Snow barriers and intricate paths were woven around the cabin (Some squirrels were pleased with shallower snow to dig in.) Snow-angels dotted the snow-scape and tiny butt-prints were left where the child just sat and rested while admiring the beauty of the surroundings.  And then the child saw the bunny.  Now, the child had chased bunnies before - never successfully - but, after all, there is a first time. And besides, how fast can bunnies run in this snow?

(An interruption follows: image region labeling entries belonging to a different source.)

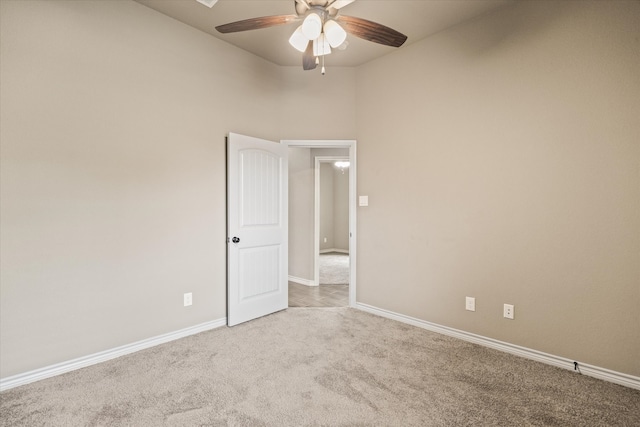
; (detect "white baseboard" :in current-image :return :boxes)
[0,317,227,391]
[320,248,349,254]
[289,276,318,286]
[355,303,640,390]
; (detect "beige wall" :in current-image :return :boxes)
[0,0,640,378]
[0,0,281,378]
[357,1,640,375]
[280,64,356,140]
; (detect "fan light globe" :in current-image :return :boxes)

The child found out!  Straight ahead the bunny leapt, causing geysers of fluffy snow.  Bounding through the trees and around bushes the bunny bounced with the laughing child close behind - fresh from a recent rest.  And then another bunny leapt sideways in surprise, leading off in another direction.  Tired of chasing impossible bunnies, the child rested, the lowering sun warming flushed cheeks.  New areas without paths or snow-angels just had to be explored and marked with the child's trademarks - and so the task was undertaken as the sun rapidly began to disappear below the horizon.

"Huh?" wondered the child, suddenly realizing that it had gotten dark, and the way back to the warm cabin was unknown.  Calls produced no help as the sound was smothered by the soft snow.  A sliver of moon barely lent a light glow to the scenery as the child, now sitting in the snow and softly crying, detected glowing eyes at the edge of the clearing the child had claimed as his own.

A Wolf.

The child, having been taught well, sat still, hoping the wolf would lose interest.  Hours passed.  The cold began to penetrate the little one's body, eyelids became heavy and closed.

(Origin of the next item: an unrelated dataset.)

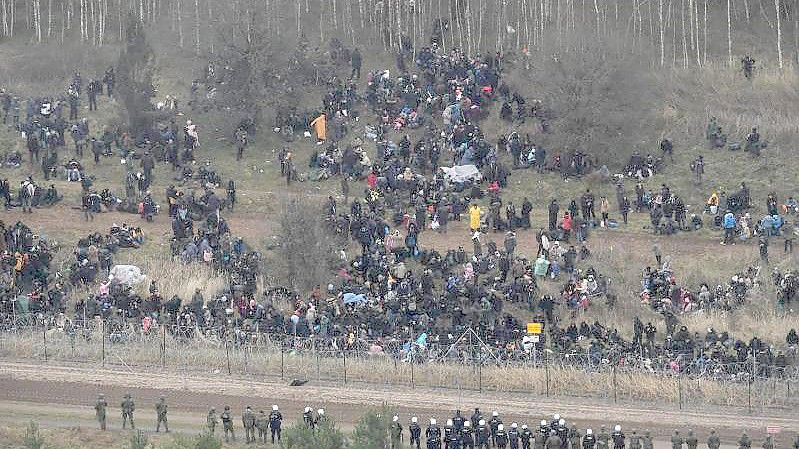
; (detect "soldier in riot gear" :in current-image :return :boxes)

The still-watching wolf began to move in ...

The following morning, the child's frantic parents had gathered neighbors to aid in a search for the child they had sought in vain to find the previous night.  As the father approached a clearing, he held the neighbor back with a signal with his hand.  What he had seen raised the hair on the back of his neck.  He saw the tracks of a child and - horrors of horrors - a wolf resting in the clearing in the midst of those precious tracks.

They both watched without breathing and the father decided to try to sneak closer to see if he could see tracks leaving the clearing - little tracks belonging to a little one.  As he got closer to the reclining wolf, he broke into a dead run for as he got closer, he realized the wolf was surrounding his child with its body.  Prepared to take on death itself to save his child, he ran right up to the pair of bodies in the snow.

"Daddy!!" exclaimed the child as it bounded into familiar arms, leaving behind the frozen body of the wolf that had given up its heat to save the little one in the night.

I do not know the source of this story. If anyone who sees this does, please let me know. Thank you.

(Thank you Blue Wolf for allowing me to share this story from your site.)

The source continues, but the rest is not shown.